George Santayana wrote “ Those who cannot remember the past are condemned to repeat it. ” One might alter this a little to read “Those who cannot remember their past are condemned to repeat it.” The image in this blog is of stepping stones, which are all about past, present and future. The  stones here form a way across the stream. But there is a history to them. Who put them here? Over what period of time? Were they built one afternoon by some children? Were they put here by several people over some months? Where were they found? Then we could think about their impact on the stream. The stream has to take account of the stones and vice versa.  (I could add  many more metaphors,  but I will leave the space blank for you to play with and in !) Many of my patients choose not to look back or forward, happy that this stepping stone is all that matters-and possibly the one immediately in front of them.
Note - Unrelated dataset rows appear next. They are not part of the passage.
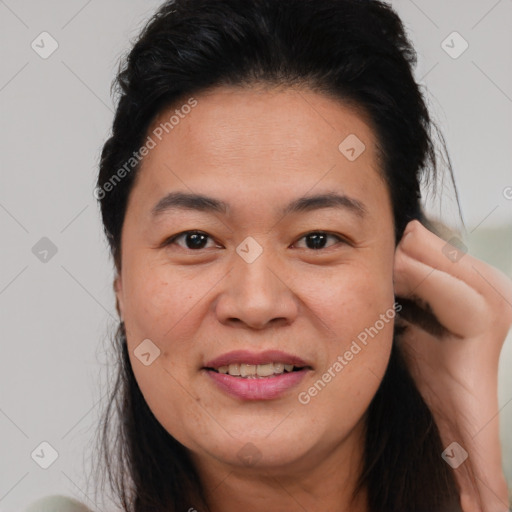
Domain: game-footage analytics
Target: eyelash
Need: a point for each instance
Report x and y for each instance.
(171, 240)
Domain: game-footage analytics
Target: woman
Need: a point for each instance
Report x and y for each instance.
(292, 336)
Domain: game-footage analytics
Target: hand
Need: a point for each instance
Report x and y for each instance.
(452, 350)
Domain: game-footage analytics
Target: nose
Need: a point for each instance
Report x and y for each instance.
(256, 294)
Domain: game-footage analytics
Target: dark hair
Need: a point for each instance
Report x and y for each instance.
(357, 52)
I can still recall a patient who came to see me because, he  said, he was depressed. He was in his early 40’s and had been with a new partner for 2-3 years. She was now pregnant and he was delighted. We spent some time talking about some of the reasons he thought his first marriage had ended. The main reason he gave was that he continually slept with other women, mostly whilst way on business trips. Eventually this became too much for his wife and she divorced him. Some time later he met the woman who became his second wife, whom he said, he loved dearly. I was prompted to ask if he still slept with other women. The pause that followed seemed to last a very, very long time and various thoughts went through my mind about what might be happening in the session. Eventually he said that, yes, he did still have sex with other women. I wondered why this might be and he talked of his childhood where both his parents had affairs. His father  had homosexual lovers whilst his mother would bring home  her “friends” when her husband was at work. My patient was only 4 or 5 during this time but instinctively did not want his mother to go upstairs with her friend. He tried various ploys to keep his mother downstairs, none of which really worked. The connect between his past experience and his present conduct seemed quite apparent-at least to me! I pointed out some possible links and he looked amazed-and promptly dismissed my suggestion. Sadly he left after only a few sessions, thanking me for my work!
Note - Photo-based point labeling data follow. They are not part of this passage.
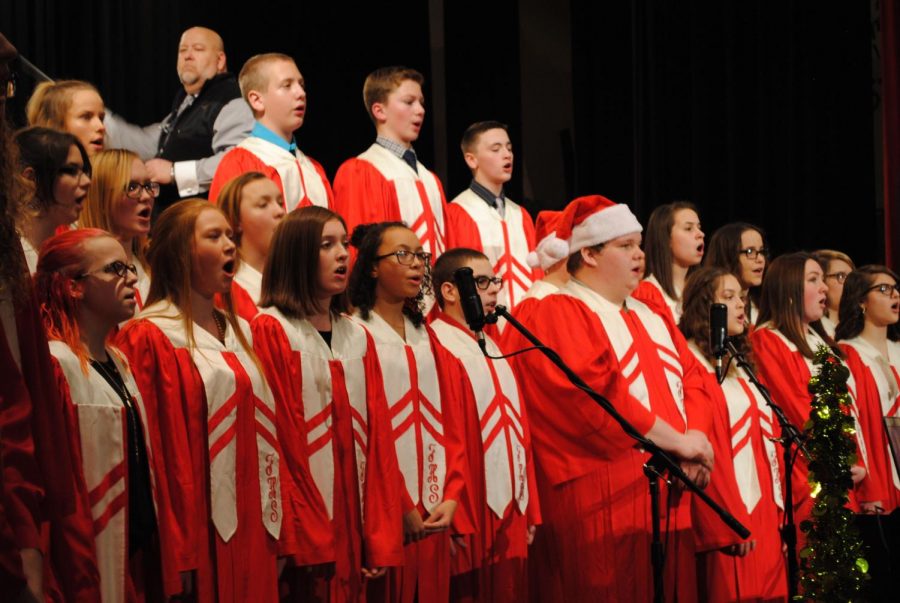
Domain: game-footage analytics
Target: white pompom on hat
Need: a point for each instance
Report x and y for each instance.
(592, 220)
(550, 249)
When I was planning this blog, I looked up Stepping Stones on You Tube and came across a band – ( a singer?)- called Catching Your Clouds who had written a song called “Stepping Stones”.

It has the verse

“Please lock your thoughts

Throw out the key

Your doubts will never set you free.”

I’m sure they never wrote those lines with any intention of them appearing appearing in a blog about counselling, so to to criticise them is rather churlish. Nonetheless, they do capture  the idea that so  much of my time is spent undoing. Namely that locking up one’s thoughts and throwing out the key is a recipe for anything but disaster. It guarantees that Santayansa’s prediction comes true. By forgetting our past we condemn ourselves to repeat it. We concentrate only on the stepping stone on which we stand-and possibly the one immediately in front of us. We forget the way back and have little idea of the way forward. Condemned to an eternal Now with no clear idea about how we got here. A terrifying thought.